- Pitcher
- Born: July 6, 1938 Columbia, South Carolina, U.S.
- Died: January 24, 1986 (aged 47) Lexington, South Carolina, U.S.
- Batted: RightThrew: Right

MLB debut
- July 22, 1962, for the Philadelphia Phillies

Last MLB appearance
- October 1, 1969, for the Philadelphia Phillies

MLB statistics
- Win–loss record: 14–16
- Earned run average: 4.09
- Strikeouts: 282
- Stats at Baseball Reference

Teams
- Philadelphia Phillies (1962–1964, 1966–1969);

= John Boozer =

American baseball player (1938-1986)

John Morgan Boozer (July 6, 1938 – January 24, 1986) was an American Major League Baseball pitcher for the Philadelphia Phillies (1962–64 and 1966–69). Boozer has the distinction of being one of only four Major League Baseball players to be ejected from a game for violation of the spitball rule (the others were Nels Potter in 1944, Phil Regan later in 1968, and Gaylord Perry in 1982).

The ejection occurred on May 2, 1968, when Boozer, having entered the game for the Phillies in relief of Woody Fryman, with his team trailing 3–0 to the host New York Mets, repeatedly touched his fingers to his mouth during warm-ups for the bottom of the seventh inning. Home-plate umpire Ed Vargo gave Boozer two warnings, calling a ball to batter Bud Harrelson three times — the last resulting in the pitcher’s ejection, along with the ejection of Phillies manager Gene Mauch.

Boozer attended Wofford College and also played in the Puerto Rico Baseball Winter League in 1961, 1962, and 1963 with the Ponce Lions. He was teammates with Nelson Briles and Steve Carlton. He contributed to a championship for the Ponce Lions in 1963. He was popular among local fans as he was always joking and making fun of himself on and off the field. He entertained kids and dressed as a clown during an all-star game.

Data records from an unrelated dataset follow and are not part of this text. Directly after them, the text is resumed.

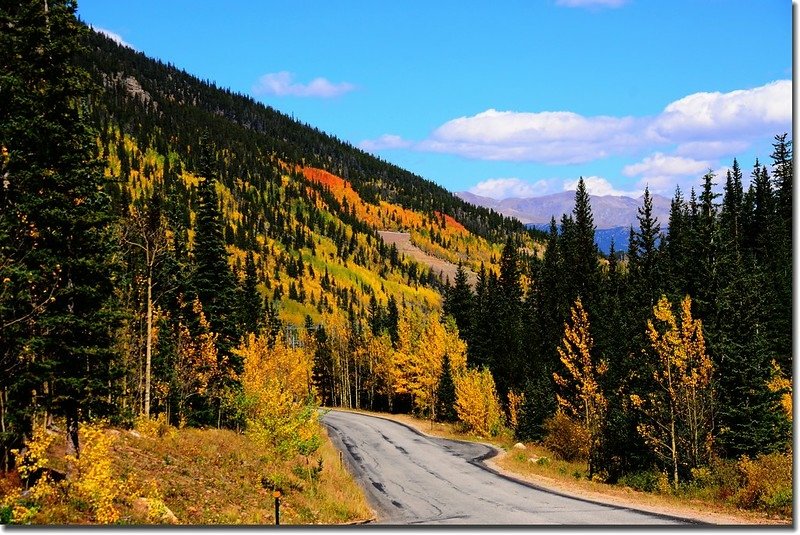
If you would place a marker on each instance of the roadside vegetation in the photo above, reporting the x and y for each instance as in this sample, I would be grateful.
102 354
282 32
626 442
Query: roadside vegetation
158 474
755 490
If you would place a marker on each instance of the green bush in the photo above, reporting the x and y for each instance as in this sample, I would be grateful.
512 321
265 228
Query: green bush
642 481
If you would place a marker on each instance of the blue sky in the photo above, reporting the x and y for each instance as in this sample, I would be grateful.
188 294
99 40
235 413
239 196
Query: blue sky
499 98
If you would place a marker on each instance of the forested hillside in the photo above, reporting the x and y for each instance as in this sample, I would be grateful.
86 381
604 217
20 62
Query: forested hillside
187 218
172 251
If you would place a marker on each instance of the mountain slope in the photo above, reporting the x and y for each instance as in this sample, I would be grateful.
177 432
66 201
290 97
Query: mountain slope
609 210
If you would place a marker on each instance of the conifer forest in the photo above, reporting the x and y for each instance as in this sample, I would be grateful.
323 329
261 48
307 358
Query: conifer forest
174 252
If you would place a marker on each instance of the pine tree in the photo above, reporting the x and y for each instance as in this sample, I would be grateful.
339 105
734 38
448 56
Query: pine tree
251 302
56 228
212 279
446 394
458 302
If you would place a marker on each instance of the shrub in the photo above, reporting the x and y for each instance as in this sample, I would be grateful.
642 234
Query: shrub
767 483
642 481
566 438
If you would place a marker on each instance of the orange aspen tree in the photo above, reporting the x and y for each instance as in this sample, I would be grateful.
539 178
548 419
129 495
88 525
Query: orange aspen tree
581 397
678 423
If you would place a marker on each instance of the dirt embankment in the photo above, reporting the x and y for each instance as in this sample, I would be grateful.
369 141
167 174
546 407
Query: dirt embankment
443 268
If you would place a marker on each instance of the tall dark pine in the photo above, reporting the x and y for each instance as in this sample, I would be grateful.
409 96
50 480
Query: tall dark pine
251 300
458 303
507 360
212 280
584 250
56 228
646 271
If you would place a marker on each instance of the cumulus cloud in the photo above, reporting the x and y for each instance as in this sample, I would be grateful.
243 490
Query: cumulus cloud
591 3
596 185
700 126
550 137
385 142
661 172
117 38
736 115
504 188
282 84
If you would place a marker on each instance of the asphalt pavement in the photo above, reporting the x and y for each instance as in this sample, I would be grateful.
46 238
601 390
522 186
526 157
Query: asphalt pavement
411 478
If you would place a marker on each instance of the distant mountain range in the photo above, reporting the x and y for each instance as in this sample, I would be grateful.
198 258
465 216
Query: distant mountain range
613 215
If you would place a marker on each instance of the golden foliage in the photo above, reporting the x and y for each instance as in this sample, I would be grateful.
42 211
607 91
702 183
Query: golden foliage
477 404
781 383
93 476
581 396
678 414
278 400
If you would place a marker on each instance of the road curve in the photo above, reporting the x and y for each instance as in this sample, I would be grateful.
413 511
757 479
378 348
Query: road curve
411 478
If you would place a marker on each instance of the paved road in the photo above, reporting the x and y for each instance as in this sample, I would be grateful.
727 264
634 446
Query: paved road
410 478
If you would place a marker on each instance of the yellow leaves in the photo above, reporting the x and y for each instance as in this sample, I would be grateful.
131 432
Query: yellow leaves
34 456
781 383
91 477
477 404
583 398
94 479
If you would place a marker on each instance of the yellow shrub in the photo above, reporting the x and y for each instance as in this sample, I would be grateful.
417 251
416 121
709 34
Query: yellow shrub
566 438
93 477
157 427
477 404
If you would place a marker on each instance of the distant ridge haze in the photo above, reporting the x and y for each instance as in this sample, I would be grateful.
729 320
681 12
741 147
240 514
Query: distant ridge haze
609 211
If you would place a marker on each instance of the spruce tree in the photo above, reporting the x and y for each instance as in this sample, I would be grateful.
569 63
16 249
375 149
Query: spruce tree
446 394
251 301
458 303
56 228
212 279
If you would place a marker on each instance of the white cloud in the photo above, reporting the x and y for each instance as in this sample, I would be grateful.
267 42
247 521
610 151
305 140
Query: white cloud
734 116
659 163
504 188
591 3
661 172
550 137
385 142
700 127
117 38
282 84
596 185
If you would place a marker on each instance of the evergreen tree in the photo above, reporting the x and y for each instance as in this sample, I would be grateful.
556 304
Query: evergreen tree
251 302
56 228
458 303
446 393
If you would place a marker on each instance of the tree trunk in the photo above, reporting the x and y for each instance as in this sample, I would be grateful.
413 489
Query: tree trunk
148 344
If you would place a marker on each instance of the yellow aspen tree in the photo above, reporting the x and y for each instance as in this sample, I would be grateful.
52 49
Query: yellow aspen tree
477 404
780 383
677 414
197 365
581 397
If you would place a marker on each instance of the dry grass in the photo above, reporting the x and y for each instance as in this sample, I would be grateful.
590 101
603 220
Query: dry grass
220 477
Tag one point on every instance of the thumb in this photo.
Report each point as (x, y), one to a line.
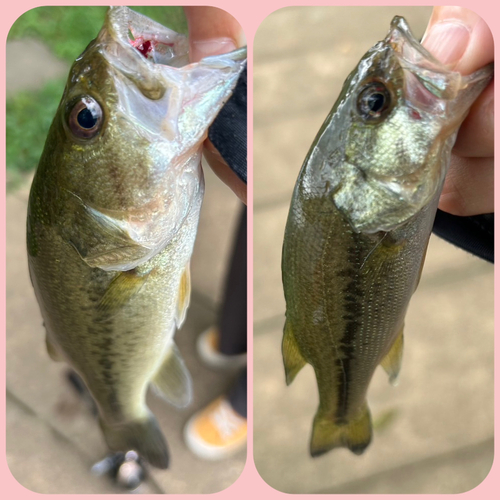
(212, 31)
(459, 38)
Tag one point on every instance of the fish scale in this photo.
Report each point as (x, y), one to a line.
(359, 223)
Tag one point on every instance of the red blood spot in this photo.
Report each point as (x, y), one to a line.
(143, 46)
(415, 114)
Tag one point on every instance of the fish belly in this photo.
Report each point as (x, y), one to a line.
(346, 296)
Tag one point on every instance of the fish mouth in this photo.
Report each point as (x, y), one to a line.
(153, 41)
(138, 48)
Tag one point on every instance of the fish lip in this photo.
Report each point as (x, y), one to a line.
(121, 22)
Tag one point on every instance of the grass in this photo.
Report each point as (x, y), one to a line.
(66, 31)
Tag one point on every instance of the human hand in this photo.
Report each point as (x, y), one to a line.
(213, 31)
(460, 38)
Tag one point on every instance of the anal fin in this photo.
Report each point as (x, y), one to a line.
(327, 434)
(173, 381)
(393, 359)
(292, 358)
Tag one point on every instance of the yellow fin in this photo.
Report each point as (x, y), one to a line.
(393, 359)
(173, 381)
(121, 289)
(52, 350)
(292, 359)
(184, 297)
(327, 434)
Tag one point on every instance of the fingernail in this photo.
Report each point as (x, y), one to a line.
(212, 47)
(447, 41)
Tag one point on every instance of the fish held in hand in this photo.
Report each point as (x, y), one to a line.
(359, 224)
(113, 215)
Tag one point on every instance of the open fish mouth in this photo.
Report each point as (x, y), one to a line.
(156, 43)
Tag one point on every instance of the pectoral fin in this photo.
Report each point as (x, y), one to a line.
(102, 239)
(121, 289)
(184, 297)
(52, 350)
(393, 359)
(173, 381)
(292, 358)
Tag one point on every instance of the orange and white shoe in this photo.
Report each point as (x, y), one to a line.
(216, 432)
(208, 350)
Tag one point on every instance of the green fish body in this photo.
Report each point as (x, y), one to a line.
(113, 215)
(359, 223)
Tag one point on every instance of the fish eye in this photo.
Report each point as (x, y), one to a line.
(373, 101)
(85, 117)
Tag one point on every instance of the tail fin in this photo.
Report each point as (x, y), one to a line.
(355, 434)
(143, 436)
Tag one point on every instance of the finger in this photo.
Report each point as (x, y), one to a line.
(468, 189)
(223, 172)
(212, 31)
(459, 38)
(476, 137)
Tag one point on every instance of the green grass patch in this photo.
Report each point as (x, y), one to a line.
(66, 31)
(29, 115)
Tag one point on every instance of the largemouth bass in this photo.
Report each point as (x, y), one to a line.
(359, 223)
(113, 215)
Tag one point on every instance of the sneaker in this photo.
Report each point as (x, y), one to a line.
(216, 432)
(208, 350)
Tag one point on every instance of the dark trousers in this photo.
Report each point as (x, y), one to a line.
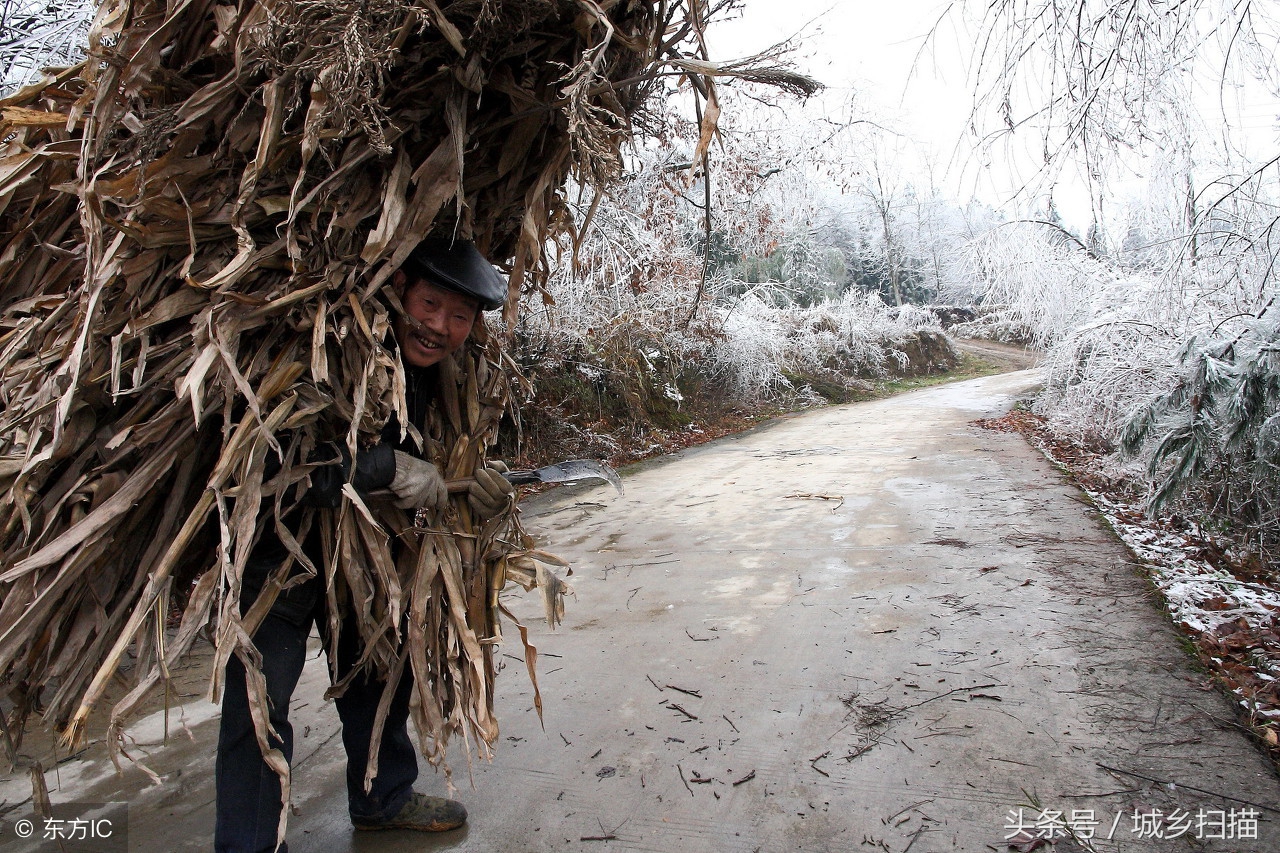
(248, 790)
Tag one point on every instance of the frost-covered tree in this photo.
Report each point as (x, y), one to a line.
(1168, 340)
(40, 33)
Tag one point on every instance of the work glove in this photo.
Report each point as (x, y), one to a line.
(417, 483)
(489, 492)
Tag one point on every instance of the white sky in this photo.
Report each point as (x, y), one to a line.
(874, 48)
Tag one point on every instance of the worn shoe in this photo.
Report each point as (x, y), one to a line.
(423, 813)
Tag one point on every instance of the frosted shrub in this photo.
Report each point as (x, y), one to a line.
(1182, 365)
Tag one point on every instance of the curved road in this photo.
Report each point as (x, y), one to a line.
(869, 626)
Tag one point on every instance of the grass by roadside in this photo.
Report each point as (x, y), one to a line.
(576, 428)
(1228, 614)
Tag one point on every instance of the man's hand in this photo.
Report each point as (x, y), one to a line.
(417, 483)
(489, 493)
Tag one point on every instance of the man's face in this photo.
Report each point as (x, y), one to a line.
(440, 322)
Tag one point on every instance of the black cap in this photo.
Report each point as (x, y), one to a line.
(457, 267)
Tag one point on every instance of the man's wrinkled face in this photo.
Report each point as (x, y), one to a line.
(440, 322)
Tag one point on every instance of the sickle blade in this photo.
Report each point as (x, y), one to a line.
(579, 469)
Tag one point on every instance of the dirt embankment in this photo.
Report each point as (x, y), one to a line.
(1005, 355)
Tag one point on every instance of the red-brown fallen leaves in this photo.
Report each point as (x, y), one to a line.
(1243, 655)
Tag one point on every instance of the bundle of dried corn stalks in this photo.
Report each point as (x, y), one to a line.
(199, 226)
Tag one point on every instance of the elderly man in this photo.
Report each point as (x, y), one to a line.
(442, 287)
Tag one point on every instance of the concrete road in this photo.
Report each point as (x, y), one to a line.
(871, 626)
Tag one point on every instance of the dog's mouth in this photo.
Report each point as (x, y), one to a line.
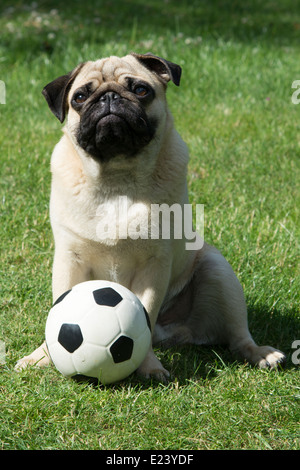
(112, 126)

In seven Major League seasons, he tallied a 14–16 W–L record, 171 games pitched (22 as a starter — three of which he completed), a 4.09 ERA, and recorded 15 saves.

After retiring from baseball, Boozer returned to Lexington, South Carolina, where he founded the Lexington County Recreation & Aging Commission.

Boozer died in Lexington at the age of 47 from Hodgkin's disease. He is buried in the Pilgrim Lutheran Church Cemetery.